Song For Our Daughter, her seventh album, is the product of all this.

“I like getting older – I’ve enjoyed getting older so far,” she explains.

“The people I looked up to were always in their 40s and I feel like the closer I get to my 40s, the more authority I have,” she laughs.

We speak on the phone before Marling releases Song For Our Daughter with just a few days’ notice, and earlier than initially planned, as a gift to lockdown Britain.

“Usually you wait a really long time to put it out. Usually it’s at least six months, which is tortuous for me,” she chuckles.

“So this is nice – this is a nice alternative way of doing it.”

For Marling, life has not changed dramatically under lockdown.

She still has access to her studio, tucked in the basement of the north London home she shares with her boyfriend and sister.

“There’s a little bit of a battle for privacy among us all,” she quips.

She reads, listens to music, studies and hosts virtual guitar tutorials of her own songs several times a week over Instagram Live.

The only things missing, she says, are her usual walks.

Marling moved to Silver Lake in Los Angeles around 2013 to record an album, before relocating back to London a year later.
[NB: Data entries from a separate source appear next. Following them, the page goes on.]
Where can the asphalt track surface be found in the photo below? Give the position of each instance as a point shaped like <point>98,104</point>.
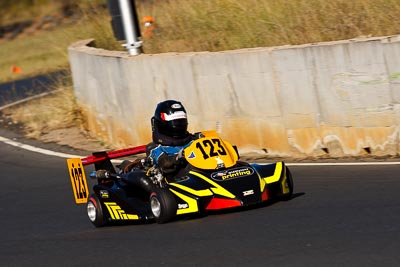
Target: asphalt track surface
<point>339,216</point>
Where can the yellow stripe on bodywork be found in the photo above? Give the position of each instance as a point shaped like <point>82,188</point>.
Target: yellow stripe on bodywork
<point>192,203</point>
<point>217,189</point>
<point>199,193</point>
<point>262,183</point>
<point>277,174</point>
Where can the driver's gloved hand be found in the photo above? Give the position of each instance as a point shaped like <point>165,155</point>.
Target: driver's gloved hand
<point>167,164</point>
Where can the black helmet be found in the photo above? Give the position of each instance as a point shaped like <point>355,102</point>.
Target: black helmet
<point>170,119</point>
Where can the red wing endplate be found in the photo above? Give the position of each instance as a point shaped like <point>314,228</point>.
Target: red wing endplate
<point>114,154</point>
<point>77,172</point>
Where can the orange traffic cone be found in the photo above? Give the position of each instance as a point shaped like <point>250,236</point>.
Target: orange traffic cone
<point>16,69</point>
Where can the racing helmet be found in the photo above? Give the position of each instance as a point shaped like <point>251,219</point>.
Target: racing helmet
<point>170,119</point>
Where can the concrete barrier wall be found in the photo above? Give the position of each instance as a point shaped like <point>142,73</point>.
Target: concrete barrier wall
<point>338,98</point>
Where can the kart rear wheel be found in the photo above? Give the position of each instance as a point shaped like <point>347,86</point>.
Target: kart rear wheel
<point>163,205</point>
<point>289,181</point>
<point>95,211</point>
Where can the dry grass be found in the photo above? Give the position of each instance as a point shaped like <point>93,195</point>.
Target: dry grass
<point>54,111</point>
<point>216,25</point>
<point>182,26</point>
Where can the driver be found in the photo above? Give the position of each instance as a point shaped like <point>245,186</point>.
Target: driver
<point>170,136</point>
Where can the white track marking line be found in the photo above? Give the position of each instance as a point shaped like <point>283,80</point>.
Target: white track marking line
<point>63,155</point>
<point>344,163</point>
<point>36,149</point>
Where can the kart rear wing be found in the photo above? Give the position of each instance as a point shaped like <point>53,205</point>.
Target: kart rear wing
<point>104,155</point>
<point>101,160</point>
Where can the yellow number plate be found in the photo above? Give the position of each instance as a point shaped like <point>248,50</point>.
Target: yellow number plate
<point>78,180</point>
<point>211,153</point>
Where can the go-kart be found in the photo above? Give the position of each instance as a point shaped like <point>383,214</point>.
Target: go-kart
<point>213,179</point>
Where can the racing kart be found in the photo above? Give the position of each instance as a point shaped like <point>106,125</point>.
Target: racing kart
<point>214,179</point>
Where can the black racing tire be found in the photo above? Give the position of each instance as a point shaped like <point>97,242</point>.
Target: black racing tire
<point>163,205</point>
<point>95,211</point>
<point>289,181</point>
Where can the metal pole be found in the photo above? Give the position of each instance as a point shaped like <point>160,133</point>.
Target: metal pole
<point>133,44</point>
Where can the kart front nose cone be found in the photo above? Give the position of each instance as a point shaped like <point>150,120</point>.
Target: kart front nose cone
<point>91,210</point>
<point>155,206</point>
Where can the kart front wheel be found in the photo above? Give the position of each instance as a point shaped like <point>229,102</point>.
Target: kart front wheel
<point>163,205</point>
<point>95,211</point>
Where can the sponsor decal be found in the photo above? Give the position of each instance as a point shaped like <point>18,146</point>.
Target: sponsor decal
<point>104,194</point>
<point>220,163</point>
<point>232,173</point>
<point>174,116</point>
<point>192,155</point>
<point>116,213</point>
<point>248,192</point>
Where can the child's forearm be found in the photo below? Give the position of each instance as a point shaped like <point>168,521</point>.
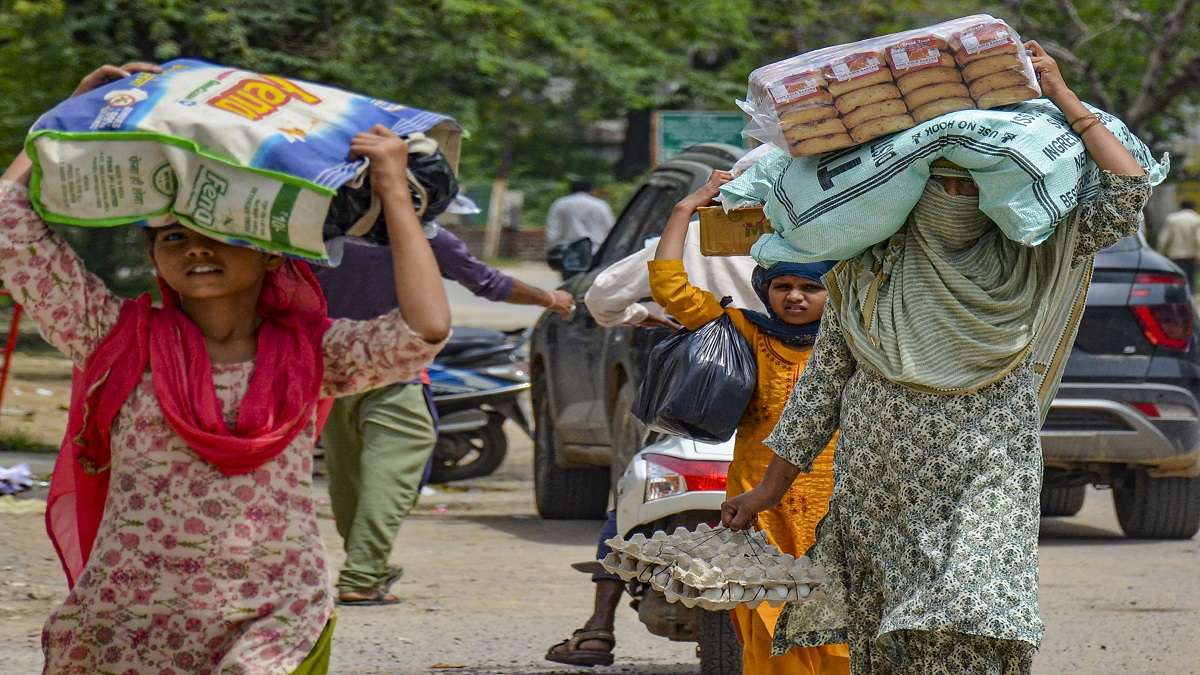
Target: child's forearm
<point>673,234</point>
<point>779,478</point>
<point>19,169</point>
<point>419,291</point>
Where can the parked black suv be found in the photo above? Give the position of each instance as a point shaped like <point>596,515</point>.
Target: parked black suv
<point>1127,414</point>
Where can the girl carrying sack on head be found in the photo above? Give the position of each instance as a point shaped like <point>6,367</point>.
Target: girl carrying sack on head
<point>783,342</point>
<point>181,501</point>
<point>937,359</point>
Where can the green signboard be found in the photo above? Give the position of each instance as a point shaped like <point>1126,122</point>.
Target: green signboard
<point>676,130</point>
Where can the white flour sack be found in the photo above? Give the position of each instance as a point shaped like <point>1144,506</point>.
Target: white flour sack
<point>245,157</point>
<point>1031,169</point>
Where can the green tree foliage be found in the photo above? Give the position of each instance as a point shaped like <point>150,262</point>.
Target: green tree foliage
<point>527,77</point>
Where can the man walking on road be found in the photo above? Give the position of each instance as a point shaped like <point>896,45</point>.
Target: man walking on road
<point>377,443</point>
<point>576,216</point>
<point>1181,239</point>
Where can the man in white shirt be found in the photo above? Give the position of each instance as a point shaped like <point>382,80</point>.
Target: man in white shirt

“It’s been very nice,” she said of returning to the UK.

“I did my time away from my family, established my own identity, and by my family, I mean my family and friends.

“I’ve done my time, I think America was getting ever more sinister as the years were going by.

“It’s continuing on that trajectory so I feel very lucky and grateful to be in London and away from that. It’s nice.”

As part of her sabbatical, Marling took a commission from Icke in 2017, for the feature song to his adaptation of Mary Stuart, starring Lia Williams and Juliet Stevenson at the Almeida in London.

To her friends in the acting community, she had peaked.

“He got my email address from someone and I went to meet him,” she recalls.

“I didn’t know much about him, but my theatre friends absolutely lost their s*** when they found out I was meeting him.

“Every single actor I knew was begging me to try and get them an audition.

“He had this quality that preceded my meeting him, because everybody said he was so brilliant - and he is.”

The pair worked together again on Hamlet, again at the Almeida, which starred Andrew Scott (before his debut as Fleabag’s Hot Priest).

They are now good friends and Icke lives “just down the road”.

“Listening to him talk about how he constructs a play is one of the great privileges of my life,” she muses.

Living in London, Marling swapped the solitary life of the road for what she describes as “an energetic pack”.

“You’re around people all the time, observing them and listening to what’s going on in their lives,” she says gleefully. “Whereas in previous albums, I’ve either been on the road on my own, or living in LA on my own - or whatever.

“I’ve had a very consistently solitary time in which to write, and “I think this album is rooted more in my interest in everybody’s internal passions.

“The realisation that people fall in love secretly or they have things that they grieve and mourn that were never made verbal and given an external form.

“Everyone has these huge worlds inside them and that’s been an interesting thing to contemplate, maybe given the writing a different tone.”

Before we disconnect, she delivers an excellent, and apparently effortless, metaphor for her experience of lockdown.

“I think it’s more of a breathing-in period than a breathing-out period for me. It’s more of an inhale than an exhale.”

Laura Marling’s seventh album Song For Our Daughter is out now.